Vragen van lezers
● Sommigen denken dat het verkeerd is om te jagen en te vissen, terwijl anderen geen kwaad zien in zulke bezigheden. Sommigen die denken dat het jagen is toegestaan, beweren echter dat men onmiddellijk nadat het wild is geschoten, het bloed er uit moet laten lopen om het verbod op het eten van bloed niet te overtreden. Het bloed er uit laten lopen, wordt over het algemeen niet gedaan. Wat is de Schriftuurlijke zienswijze betreffende deze zaken? — A.A., Verenigde Staten.
Wij moeten datgene wat Jehovah goedkeurt, niet veroordelen en evenmin datgene wat Jehovah veroordeelt, goedkeuren. In de Bijbel wordt gesproken over „onredelijke dieren, welke van nature worden geboren om te worden gevangen en vernietigd.” Sommigen beweren dat dit alleen van toepassing is na de vloed van Noachs dagen. Maar dit was ook zo in Eden, toen „Jehovah God er toe overging lange klederen van vellen te maken voor Adam en voor zijn vrouw en hen te kleden.” Eveneens lang voor de vloed, werd Abel goedgekeurd omdat hij een dierlijk slachtoffer bracht, terwijl de afgekeurde Kaïn geen aandeel had in het doden van dieren opdat deze geofferd konden worden, maar bloedeloze vruchten van het veld offerde. — 2 Petr. 2:12; Gen. 3:21; 4:3-5, NW.

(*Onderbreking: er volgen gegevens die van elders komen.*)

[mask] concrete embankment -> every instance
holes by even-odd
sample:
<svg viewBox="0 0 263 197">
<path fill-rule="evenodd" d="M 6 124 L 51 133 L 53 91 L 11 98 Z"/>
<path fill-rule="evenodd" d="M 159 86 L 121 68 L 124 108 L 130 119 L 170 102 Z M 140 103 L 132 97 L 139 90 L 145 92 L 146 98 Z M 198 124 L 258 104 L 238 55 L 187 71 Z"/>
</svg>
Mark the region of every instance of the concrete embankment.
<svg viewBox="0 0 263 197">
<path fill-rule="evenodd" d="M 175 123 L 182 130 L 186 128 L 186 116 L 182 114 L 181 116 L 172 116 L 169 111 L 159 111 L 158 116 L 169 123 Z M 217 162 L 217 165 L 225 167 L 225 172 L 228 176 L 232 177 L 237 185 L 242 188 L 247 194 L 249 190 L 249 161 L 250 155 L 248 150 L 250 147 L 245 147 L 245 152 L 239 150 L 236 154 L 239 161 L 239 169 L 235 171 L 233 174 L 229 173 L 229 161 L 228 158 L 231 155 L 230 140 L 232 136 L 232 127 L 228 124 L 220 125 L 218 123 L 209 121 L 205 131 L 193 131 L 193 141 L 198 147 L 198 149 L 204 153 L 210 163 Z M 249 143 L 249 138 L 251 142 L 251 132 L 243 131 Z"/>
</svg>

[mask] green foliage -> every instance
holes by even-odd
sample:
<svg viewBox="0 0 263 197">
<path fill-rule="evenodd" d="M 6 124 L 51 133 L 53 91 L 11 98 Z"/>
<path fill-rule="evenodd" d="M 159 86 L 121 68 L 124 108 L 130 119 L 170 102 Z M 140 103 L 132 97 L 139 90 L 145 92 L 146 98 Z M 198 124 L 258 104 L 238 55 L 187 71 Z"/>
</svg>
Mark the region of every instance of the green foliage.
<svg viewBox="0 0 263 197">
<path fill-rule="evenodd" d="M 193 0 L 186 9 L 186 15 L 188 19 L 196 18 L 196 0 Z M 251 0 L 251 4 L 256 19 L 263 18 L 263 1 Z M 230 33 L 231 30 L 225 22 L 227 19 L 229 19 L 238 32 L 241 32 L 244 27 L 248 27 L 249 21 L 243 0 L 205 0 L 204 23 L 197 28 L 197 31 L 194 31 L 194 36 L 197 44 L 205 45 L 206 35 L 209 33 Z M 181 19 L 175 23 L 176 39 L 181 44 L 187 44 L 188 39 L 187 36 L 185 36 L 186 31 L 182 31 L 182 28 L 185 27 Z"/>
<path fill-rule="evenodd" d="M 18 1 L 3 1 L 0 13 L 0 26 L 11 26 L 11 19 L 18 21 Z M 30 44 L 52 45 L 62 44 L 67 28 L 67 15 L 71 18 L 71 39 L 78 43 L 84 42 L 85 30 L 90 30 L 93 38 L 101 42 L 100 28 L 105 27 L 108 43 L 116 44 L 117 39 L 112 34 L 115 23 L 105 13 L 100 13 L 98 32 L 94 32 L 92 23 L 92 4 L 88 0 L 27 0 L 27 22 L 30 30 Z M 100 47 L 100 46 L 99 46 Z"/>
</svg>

Na de Vloed werd het de mens toegestaan dieren om verscheidene redenen te doden. De Mozaïsche wet eiste dat er verschillende soorten van dieren werden geslacht om te worden geofferd, en dierenhuiden of leer werden op juiste wijze gebruikt niet alleen voor klederen maar ook voor zulke dingen als schoenen, gordels, zakken, schrijfmateriaal en onderdelen voor de tabernakel en andere benodigdheden (Lev. 1:5, 10, 14; 13:59; Ezech. 16:10; Mark. 6:9; 2 Kon. 1:8; Matth. 3:4; 9:17, NW; 2 Tim. 4:13; Ex. 26:14; Num. 4:6-14). Wanneer een dier iemand doodde, moest het sterven: „Ingeval een os een man of een vrouw zou spietsen en die persoon werkelijk sterft, moet de os zonder mankeren worden gestenigd.” Wanneer dieren de bezittingen van de mens vernielden of het veldgewas verwoestten, konden ze gevangen en gedood worden: „Vangt gijlieden ons de vossen, de kleine vossen, die de wijngaarden verderven, want onze wijngaarden hebben jonge druifjes.” — Ex. 21:28, NW; Klaagl. 2:15.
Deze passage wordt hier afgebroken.